CHRONIQUE. D’où provient ce sentiment de réalité altérée que l’on ressent en suivant l’actualité ou les séries? Vous avez dit «hypnocratie»?
Longtemps, face aux amis qui me parlaient des séries qu’ils dévoraient par tranche de huit épisodes dans une transe hypnotique et jouissive, j’opposais, avec la plus totale sincérité, comme on parle d’une faiblesse du genou, que mon cerveau ne pouvait pas ingérer d’autres histoires que celles que je devais lire pour les pages littéraires du Temps.

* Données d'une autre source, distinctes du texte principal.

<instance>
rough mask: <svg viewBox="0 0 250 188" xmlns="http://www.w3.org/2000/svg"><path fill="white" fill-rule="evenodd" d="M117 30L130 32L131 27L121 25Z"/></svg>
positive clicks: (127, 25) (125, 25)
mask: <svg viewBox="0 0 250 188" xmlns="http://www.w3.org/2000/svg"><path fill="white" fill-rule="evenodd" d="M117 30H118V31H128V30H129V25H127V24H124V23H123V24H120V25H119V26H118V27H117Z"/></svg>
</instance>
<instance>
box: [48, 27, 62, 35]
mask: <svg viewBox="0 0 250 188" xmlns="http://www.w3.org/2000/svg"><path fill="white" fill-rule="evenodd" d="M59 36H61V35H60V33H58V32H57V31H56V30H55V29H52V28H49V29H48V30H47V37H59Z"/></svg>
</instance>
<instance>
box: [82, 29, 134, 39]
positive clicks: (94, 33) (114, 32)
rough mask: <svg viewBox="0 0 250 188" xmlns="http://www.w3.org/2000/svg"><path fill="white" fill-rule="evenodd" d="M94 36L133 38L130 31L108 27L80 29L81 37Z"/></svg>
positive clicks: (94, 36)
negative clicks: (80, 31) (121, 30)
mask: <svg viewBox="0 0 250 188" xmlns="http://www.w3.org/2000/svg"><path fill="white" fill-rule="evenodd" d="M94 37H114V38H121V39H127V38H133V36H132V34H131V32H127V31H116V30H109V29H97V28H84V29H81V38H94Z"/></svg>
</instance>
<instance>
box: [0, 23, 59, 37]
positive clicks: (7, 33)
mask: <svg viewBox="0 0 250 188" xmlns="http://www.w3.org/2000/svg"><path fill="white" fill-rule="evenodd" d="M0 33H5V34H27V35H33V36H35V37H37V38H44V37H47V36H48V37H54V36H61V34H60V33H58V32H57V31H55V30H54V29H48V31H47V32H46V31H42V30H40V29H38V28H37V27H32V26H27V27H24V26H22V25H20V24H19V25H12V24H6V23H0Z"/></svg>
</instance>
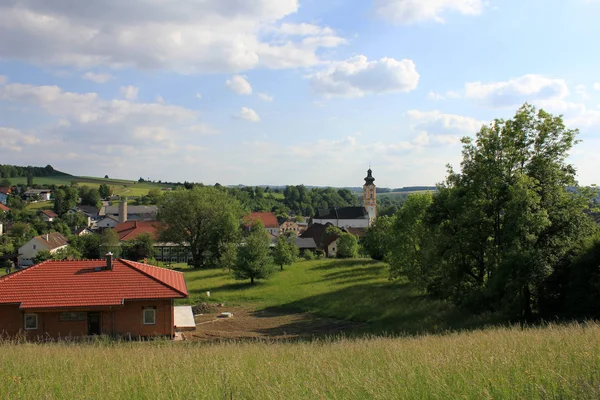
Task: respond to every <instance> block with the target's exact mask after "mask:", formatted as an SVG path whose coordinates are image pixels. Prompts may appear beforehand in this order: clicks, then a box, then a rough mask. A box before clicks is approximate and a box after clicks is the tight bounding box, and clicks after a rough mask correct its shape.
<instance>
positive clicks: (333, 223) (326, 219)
mask: <svg viewBox="0 0 600 400" xmlns="http://www.w3.org/2000/svg"><path fill="white" fill-rule="evenodd" d="M313 223H315V224H323V225H327V223H331V224H333V226H337V227H338V228H368V227H369V226H370V221H369V219H317V218H315V219H313Z"/></svg>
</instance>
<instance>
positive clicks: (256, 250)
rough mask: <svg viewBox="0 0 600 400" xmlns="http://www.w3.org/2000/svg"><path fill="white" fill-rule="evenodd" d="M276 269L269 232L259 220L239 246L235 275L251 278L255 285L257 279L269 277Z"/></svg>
mask: <svg viewBox="0 0 600 400" xmlns="http://www.w3.org/2000/svg"><path fill="white" fill-rule="evenodd" d="M274 271H275V265H274V264H273V258H272V257H271V249H270V240H269V234H268V233H267V231H265V229H264V227H263V225H262V223H261V222H260V221H258V222H256V223H255V224H254V225H253V226H252V228H251V229H250V232H249V233H248V235H246V237H245V238H244V242H243V243H242V245H241V246H240V247H239V248H238V254H237V262H236V263H235V266H234V268H233V277H234V278H235V279H238V280H245V279H250V283H251V284H252V285H254V280H255V279H268V278H269V277H271V275H273V272H274Z"/></svg>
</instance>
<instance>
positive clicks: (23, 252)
mask: <svg viewBox="0 0 600 400" xmlns="http://www.w3.org/2000/svg"><path fill="white" fill-rule="evenodd" d="M65 247H67V245H64V246H60V247H57V248H56V249H52V250H50V253H51V254H54V253H56V252H57V251H58V250H60V249H64V248H65ZM41 250H48V248H47V247H46V246H44V245H43V244H41V243H40V241H39V240H37V239H36V238H33V239H31V240H30V241H29V242H27V243H25V244H24V245H23V246H21V247H19V265H21V266H25V267H28V266H30V265H33V264H34V262H33V259H34V258H35V256H37V253H39V252H40V251H41Z"/></svg>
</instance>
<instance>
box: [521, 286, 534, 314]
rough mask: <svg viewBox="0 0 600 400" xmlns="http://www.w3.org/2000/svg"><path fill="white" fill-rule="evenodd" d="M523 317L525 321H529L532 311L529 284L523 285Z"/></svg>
mask: <svg viewBox="0 0 600 400" xmlns="http://www.w3.org/2000/svg"><path fill="white" fill-rule="evenodd" d="M523 317H525V320H526V321H531V320H532V317H533V312H532V311H531V291H530V290H529V285H525V286H524V287H523Z"/></svg>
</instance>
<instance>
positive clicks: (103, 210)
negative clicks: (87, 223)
mask: <svg viewBox="0 0 600 400" xmlns="http://www.w3.org/2000/svg"><path fill="white" fill-rule="evenodd" d="M157 213H158V207H157V206H129V205H128V204H127V200H123V201H122V202H121V203H119V205H118V206H103V207H102V209H100V212H99V216H100V217H103V216H107V217H113V218H116V219H117V221H119V222H127V221H153V220H155V219H156V214H157Z"/></svg>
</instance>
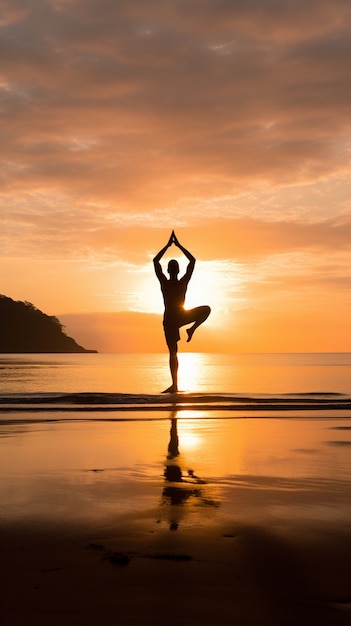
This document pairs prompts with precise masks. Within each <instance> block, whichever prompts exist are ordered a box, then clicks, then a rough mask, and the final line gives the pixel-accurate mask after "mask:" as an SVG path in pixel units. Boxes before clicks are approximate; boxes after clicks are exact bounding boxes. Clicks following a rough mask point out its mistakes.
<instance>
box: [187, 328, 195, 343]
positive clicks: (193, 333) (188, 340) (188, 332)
mask: <svg viewBox="0 0 351 626" xmlns="http://www.w3.org/2000/svg"><path fill="white" fill-rule="evenodd" d="M186 332H187V333H188V339H187V340H186V341H187V343H189V341H191V338H192V336H193V334H194V331H193V330H192V329H191V328H187V329H186Z"/></svg>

En général, ces amies et amis me regardaient avec étonnement. J’insistais alors sur le côté très physique, neuronal en fait, de l’affaire. Rien n’y faisait. Bien que jamais verbalisée, une suspicion s’invitait chez eux, je le sentais bien: est-ce que mon abstinence en matière de séries ne cachait pas un début de jugement de leurs pratiques à eux, pire, un sentiment de supériorité? Comme si le livre conservait, par-delà les millénaires, un L majuscule, une sorte d’aura sacrée, forcément horripilante. Face à ces reproches muets, je prenais le ton de celle qui connaît la vie et qui a donc vécu des passions, bien sûr, pour des séries. Mais voilà, je suis obligée de tenir la bride à mes transports.